1. Nashville Predators

(Last season: 100 points, 1st in Central)

Reason to believe: They've been here before and this is still a pretty complete team. They needed some more firepower up front, especially down the middle, and they got it with the big offseason acquisition of Matt Duchene, who is coming off a career year. Nashville now has Duchene, Ryan Johansen and Kyle Turris/Colton Sissons down the middle, which should help spread the wealth throughout the top nine a bit more. The bottom six should bring a nice mix of skill and sandpaper, too.

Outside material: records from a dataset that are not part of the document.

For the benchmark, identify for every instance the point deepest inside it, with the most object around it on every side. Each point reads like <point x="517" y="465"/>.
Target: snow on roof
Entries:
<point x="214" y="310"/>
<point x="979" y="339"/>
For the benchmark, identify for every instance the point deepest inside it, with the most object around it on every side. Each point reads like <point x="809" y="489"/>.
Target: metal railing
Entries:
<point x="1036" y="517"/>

The Predators were a 100-point team despite having the league's worst power play (an atrocious 12.9 percent conversion rate) and it's hard to imagine their special teams unit being that bad again, especially with Duchene in the fold.

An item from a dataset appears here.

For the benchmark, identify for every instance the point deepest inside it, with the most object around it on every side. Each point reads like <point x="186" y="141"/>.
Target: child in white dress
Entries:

After finishing as the third-best defensive team in the league last season, they also once again boast an impressive top four on their blue line. Roman Josi, Ryan Ellis and Mattias Ekholm are all back, and talented youngster Dante Fabbro will likely slide in for the departed P.K. Subban.

Reason to doubt: As promising as Fabbro is, replacing a former Norris winner in Subban with a rookie blue liner has the potential to get a little dicey. What if the power play does continue to stink? Pekka Rinne is 37 years old ... is he on the decline?

2. Colorado Avalanche

(Last season: 90 points, 5th in Central)

Reason to believe: They have arguably the most dangerous and dynamic line in hockey with Nathan MacKinnon, Mikko Rantanen (still unsigned) and Gabriel Landeskog, but they've also been slowly adding depth to their lineup. This offseason they keyed in on secondary forward help, adding Nazem Kadri, Andre Burakovsky and Joonas Donskoi.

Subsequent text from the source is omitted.